— Khurshid
Alam, Founder-Editor, Contemporary Literary Review India.
Language is not an invention. It is not a
theoretical construct devised in a university seminar. Nor is it the outcome of
scientific experimentation in a lab. Language is born of the people—shaped
slowly over centuries, through daily use, communal rituals, shared struggles,
and inherited memory. It binds people not by rule, but by rhythm—of feeling, of
expression, of identity.
Every language is a tapestry of a
community’s inner life. It holds within it the songs of harvest, the cries of
mourning, the logic of local idioms, and the pulse of oral tradition. It cannot
be imposed, theorized, or invented. When politicians attempt to enforce a
language top-down—divorced from the lives of the people—it ceases to be a medium
of connection and becomes a tool of control. History has warned us, repeatedly,
of the consequences.
One of the clearest examples is the
language policy in post-independence Pakistan. The central government’s decision
to impose Urdu as the sole national language—ignoring the deep-rooted linguistic
and cultural identity of the Bengali-speaking majority in East Pakistan—was not
just a political miscalculation. It was a cultural affront. Language became the
frontline of resistance. The Bengali Language Movement of 1952 was not merely a
plea for recognition; it was a struggle for dignity. The eventual secession of
East Pakistan and the birth of Bangladesh in 1971 was, in part, the result of
this linguistic imposition. The attempt to enforce a singular linguistic
identity on a pluralistic society proved to be both culturally blind and
politically catastrophic.
In contrast, history also offers examples
of organic linguistic acceptance—where a language is adopted not under
compulsion but through cultural exchange and mutual respect. Consider the case
of Gujarati merchants and Persian traders during the early medieval period.

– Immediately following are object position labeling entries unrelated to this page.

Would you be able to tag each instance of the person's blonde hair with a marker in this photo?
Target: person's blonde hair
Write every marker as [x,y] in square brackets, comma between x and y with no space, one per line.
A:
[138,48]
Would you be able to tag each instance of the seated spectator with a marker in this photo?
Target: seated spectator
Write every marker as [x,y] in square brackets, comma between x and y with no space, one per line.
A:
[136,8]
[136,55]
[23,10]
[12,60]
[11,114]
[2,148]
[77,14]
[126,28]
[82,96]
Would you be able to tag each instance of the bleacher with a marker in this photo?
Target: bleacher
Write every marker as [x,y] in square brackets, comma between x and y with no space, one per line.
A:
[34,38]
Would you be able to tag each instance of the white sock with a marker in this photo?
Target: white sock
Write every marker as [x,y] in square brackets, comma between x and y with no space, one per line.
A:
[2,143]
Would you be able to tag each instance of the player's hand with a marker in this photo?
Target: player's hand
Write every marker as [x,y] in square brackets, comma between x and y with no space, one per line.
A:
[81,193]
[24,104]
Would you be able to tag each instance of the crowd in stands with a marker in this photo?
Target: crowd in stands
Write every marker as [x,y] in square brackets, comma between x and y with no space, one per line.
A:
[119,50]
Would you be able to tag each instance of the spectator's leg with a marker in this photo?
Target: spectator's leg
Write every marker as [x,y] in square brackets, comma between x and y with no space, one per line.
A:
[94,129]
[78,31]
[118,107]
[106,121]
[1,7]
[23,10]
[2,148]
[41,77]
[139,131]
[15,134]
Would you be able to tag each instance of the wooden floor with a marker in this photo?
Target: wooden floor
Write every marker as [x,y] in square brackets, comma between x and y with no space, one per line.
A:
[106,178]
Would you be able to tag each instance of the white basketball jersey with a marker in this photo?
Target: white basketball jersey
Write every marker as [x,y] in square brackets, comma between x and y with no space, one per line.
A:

Persian—then the language of courts and commerce—entered Gujarat not through
imperial decree, but through interaction, trade, and intermarriage. Over time,
it enriched the Gujarati language, leaving behind a legacy of shared vocabulary
and literary forms. There was no imposition—only absorption. No conflict—only
convergence.
Language binds people when it emerges
from their lived realities. It cannot be assigned by decree, nor can it be
codified fully by scholars. Linguists may study it, classify it, even theorize
about its evolution—but the spirit of a language belongs to those who speak it.
Attempts to dissect it too finely often fail to capture its emotional charge,
its musicality, its cultural resonance.
As editors and scholars, we must remain
conscious of this distinction. Our role is not to police or prescribe language,
but to listen—to its transformations, to its resistances, to its silences. We
must support the preservation of marginalized languages, not simply for academic
record-keeping, but because each language holds a unique way of seeing the
world.
Let us, then, reaffirm the truth: a
language lives because people live it. It flourishes in poetry, in protest, in
lullabies, in street slang. It is a force of belonging, not bureaucracy. A
heritage, not a policy. And most of all, it is a human inheritance that must
never be reduced to a tool of power.